Sarah Einstein is the author of Mot: A Memoir (University of Georgia Press 2015), Remnants of Passion (Shebooks 2014). Her essays and short stories have appeared in The Sun, Ninth Letter, PANK and other journals. Her work has been awarded a Pushcart Prize, a Best of the Net, and the AWP Prize in Creative Nonfiction. She is also the prose editor for Stirring: A Literary Collective and the special projects editor for Brevity Magazine.
Research and/or Creative Interests: Writing Pedagogy, Digital Rhetorics/Humanities Disability Studies
Teaching Interests: Creative Nonfiction, Fiction, Digital Rhetorics/Humanities Disability Studies, Writing Across Media Publishing Studies
I believe that the classroom has to be a place of experimentation, and that student writers must be able to take risks in order to develop the skills the class offers.

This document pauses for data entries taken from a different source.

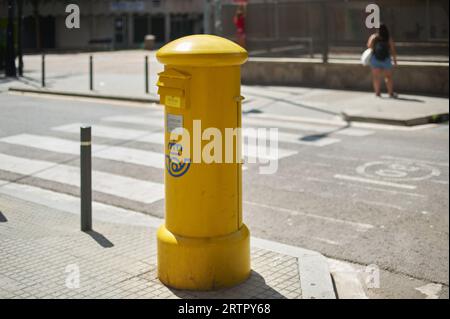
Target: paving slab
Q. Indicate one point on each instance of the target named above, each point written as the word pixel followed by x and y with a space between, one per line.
pixel 45 255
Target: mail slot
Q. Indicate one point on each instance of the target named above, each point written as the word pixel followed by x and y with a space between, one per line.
pixel 173 88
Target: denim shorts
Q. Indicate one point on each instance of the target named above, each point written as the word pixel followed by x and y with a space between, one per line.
pixel 386 64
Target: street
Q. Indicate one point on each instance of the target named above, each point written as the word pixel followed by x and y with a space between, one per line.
pixel 361 194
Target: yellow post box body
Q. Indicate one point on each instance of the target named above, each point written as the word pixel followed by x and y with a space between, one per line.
pixel 203 244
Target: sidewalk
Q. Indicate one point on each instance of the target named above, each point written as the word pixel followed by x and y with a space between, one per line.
pixel 42 248
pixel 120 74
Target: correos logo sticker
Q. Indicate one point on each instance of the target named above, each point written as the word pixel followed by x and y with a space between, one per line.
pixel 176 165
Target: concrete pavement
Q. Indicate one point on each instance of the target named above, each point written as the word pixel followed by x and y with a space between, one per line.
pixel 45 255
pixel 361 194
pixel 121 74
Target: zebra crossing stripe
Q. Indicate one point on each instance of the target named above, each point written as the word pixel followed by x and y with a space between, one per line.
pixel 59 145
pixel 258 120
pixel 158 138
pixel 120 186
pixel 71 204
pixel 157 121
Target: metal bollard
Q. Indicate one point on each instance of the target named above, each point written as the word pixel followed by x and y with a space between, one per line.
pixel 91 73
pixel 146 74
pixel 43 70
pixel 86 178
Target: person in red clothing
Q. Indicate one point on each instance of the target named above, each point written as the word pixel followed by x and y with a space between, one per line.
pixel 239 22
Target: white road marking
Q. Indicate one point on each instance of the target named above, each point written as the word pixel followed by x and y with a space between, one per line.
pixel 116 153
pixel 379 204
pixel 408 159
pixel 253 150
pixel 106 131
pixel 157 121
pixel 71 204
pixel 390 191
pixel 158 138
pixel 259 120
pixel 359 226
pixel 121 186
pixel 371 181
pixel 152 137
pixel 295 138
pixel 439 182
pixel 339 122
pixel 342 158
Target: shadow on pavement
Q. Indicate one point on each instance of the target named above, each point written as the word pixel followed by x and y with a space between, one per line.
pixel 288 101
pixel 100 239
pixel 254 287
pixel 406 99
pixel 3 218
pixel 316 137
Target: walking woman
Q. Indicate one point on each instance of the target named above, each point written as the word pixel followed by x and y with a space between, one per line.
pixel 383 54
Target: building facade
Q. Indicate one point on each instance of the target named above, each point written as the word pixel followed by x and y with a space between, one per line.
pixel 109 23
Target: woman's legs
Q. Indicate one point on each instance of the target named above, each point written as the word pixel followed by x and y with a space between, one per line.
pixel 376 75
pixel 389 81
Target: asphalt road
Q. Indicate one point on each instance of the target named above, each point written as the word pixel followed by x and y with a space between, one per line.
pixel 362 194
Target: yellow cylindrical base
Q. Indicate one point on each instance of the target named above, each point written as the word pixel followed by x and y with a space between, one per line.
pixel 203 263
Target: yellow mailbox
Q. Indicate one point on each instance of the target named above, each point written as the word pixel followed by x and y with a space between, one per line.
pixel 203 244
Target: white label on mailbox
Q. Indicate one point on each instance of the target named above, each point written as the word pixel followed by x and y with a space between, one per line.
pixel 173 121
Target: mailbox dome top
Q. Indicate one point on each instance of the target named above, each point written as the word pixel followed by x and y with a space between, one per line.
pixel 202 50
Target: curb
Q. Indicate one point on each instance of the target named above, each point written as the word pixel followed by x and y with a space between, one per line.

For this reason, in the creative writing classroom, students are graded on doing the work, rather than on the success of the work that they do.
Why did you become an English professor?
Because I love writing, particularly other people's writing. I mean, my job is to read... what's not to love about that?
There is a debate about whether or not writing can be "taught," and this puzzles me. Nobody would tell a promising young pianist to go sit alone in a room and practice for 810 years, then expect that pianist to come out and win a Van Cliburn. Writing is like this. It takes certain innate abilities (an ear for language, a sense of timing, and most importantly the ability to confront the shortcomings in one's own work and a willingness to do the hard work of fixing them), but it also requires a deep knowledge of the ways words, sentences, paragraphs, and whole pieces work. And that latter part not only can, but it must be, taught.
Outside of being a professor, what do you do for fun and/or relaxation?
I'm a huge nerd. I play video games. I cook. I binge watch nerdy things on Netflix. I sometimes go to board game night. Really. Huge, huge nerd.
What are your expectations of students?
I expect students to attend regularly, be engaged in the workshop process, bring their best work to share in workshop, and to be good classroom citizens. The writing classroom is a collective, and it only works when we all do our part.
What's something about you that might surprise your students?
When I was a college student, I lived in a tipi on a commune in rural West Virginia. Okay, that may not surprise them that much. I probably seem exactly like the sort of person who used to live in a tipi on a commune.